Symposium sessions at Kolaj Fest New Orleans bring together a group of artists who speak about a central theme. Artists, writers, academics, and curators present slideshows which are followed by a Question & Answer period.
What role can collage play in medicine? On this panel, three child psychiatrists, Dr Nicole Crozat, Dr Hannah Scott, and Dr Cody Roi will share their experience using collage-based activities across three contexts: in their clinical work with children, as a medium to teach other physicians the complexities of working with family systems, and as a self-reflective process.
Child psychiatry occupies a singular position in medicine. Children are among our most vulnerable members, and the clinicians who care for them are, in a very real sense, on the front lines of humanity. The suffering that arrives in a child psychiatry clinic is rarely only individual—it is social, familial, and cultural. Children are the first place we see the cracks: the fractures in families, communities, and institutions that have not yet become visible elsewhere. The rise in adolescent anxiety and depression, the effects of poverty and racism on developing minds, the toll of collective trauma—these are not merely clinical phenomena. They are early signals of where humanity is heading, and child psychiatrists are among the first to receive them. That position demands more than diagnostic precision. It demands the capacity to hold complexity, to bear witness, and to understand suffering in its fullest human dimensions.
Child psychiatry sits at the intersection of science, narrative, and art.

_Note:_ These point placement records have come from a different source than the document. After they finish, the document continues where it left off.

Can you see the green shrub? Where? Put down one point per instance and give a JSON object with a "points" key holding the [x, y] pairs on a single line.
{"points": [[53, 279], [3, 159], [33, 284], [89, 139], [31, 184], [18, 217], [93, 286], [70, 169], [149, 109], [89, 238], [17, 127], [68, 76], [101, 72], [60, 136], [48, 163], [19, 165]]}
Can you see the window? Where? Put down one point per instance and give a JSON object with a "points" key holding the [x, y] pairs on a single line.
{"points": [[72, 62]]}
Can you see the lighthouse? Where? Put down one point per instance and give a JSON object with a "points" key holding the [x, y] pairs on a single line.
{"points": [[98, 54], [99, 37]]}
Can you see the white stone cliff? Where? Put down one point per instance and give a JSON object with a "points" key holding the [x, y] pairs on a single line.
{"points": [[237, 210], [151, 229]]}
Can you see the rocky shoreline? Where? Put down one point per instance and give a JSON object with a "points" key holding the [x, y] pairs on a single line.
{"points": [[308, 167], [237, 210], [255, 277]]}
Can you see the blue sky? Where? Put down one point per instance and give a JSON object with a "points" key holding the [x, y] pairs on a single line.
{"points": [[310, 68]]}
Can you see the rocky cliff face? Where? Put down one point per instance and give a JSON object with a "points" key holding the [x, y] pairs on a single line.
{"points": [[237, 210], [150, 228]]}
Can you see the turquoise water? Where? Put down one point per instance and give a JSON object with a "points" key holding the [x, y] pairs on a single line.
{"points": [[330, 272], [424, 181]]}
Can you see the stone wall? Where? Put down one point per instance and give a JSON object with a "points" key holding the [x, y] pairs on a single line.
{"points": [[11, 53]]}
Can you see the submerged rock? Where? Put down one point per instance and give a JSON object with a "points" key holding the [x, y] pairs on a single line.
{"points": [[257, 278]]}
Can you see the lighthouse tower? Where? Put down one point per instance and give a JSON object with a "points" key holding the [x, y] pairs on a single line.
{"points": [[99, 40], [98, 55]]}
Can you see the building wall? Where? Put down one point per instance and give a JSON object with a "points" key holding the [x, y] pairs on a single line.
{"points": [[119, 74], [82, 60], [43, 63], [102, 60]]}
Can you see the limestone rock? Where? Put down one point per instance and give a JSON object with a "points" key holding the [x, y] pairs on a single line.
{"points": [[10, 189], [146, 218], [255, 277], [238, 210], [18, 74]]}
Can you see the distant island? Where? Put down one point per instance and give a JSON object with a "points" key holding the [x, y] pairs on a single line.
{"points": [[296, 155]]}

Case formulation—the clinician’s synthesis of a patient’s history, presentation, and context into a working explanatory model—is fundamentally a creative act, yet medical training rarely frames it as such. The result is a generation of clinicians who are skilled diagnosticians but underequipped to sit with ambiguity, hold multiple interpretations simultaneously, or draw on humanistic traditions to enrich their clinical thinking.
Collage offers a corrective. As an artistic practice rooted in fragmentation, juxtaposition, and the recontextualization of found material, collage demands exactly the cognitive and affective capacities that good clinical work requires: tolerance of incompleteness, attention to the unexpected connection, and willingness to revise. Bringing collage into medical education is not a matter of decoration or wellness programming—it is a pedagogical intervention aimed at the core of clinical reasoning.
The work has taken three distinct but related forms: as a structured case formulation exercise in which providers build collages representing a patient’s world; as a group reflective practice bringing provider teams together around shared clinical experiences; and as a component of a broader effort to integrate the humanities into psychiatric training. Together, these applications suggest that collage is a uniquely suited medium for the complexities of child mental health work.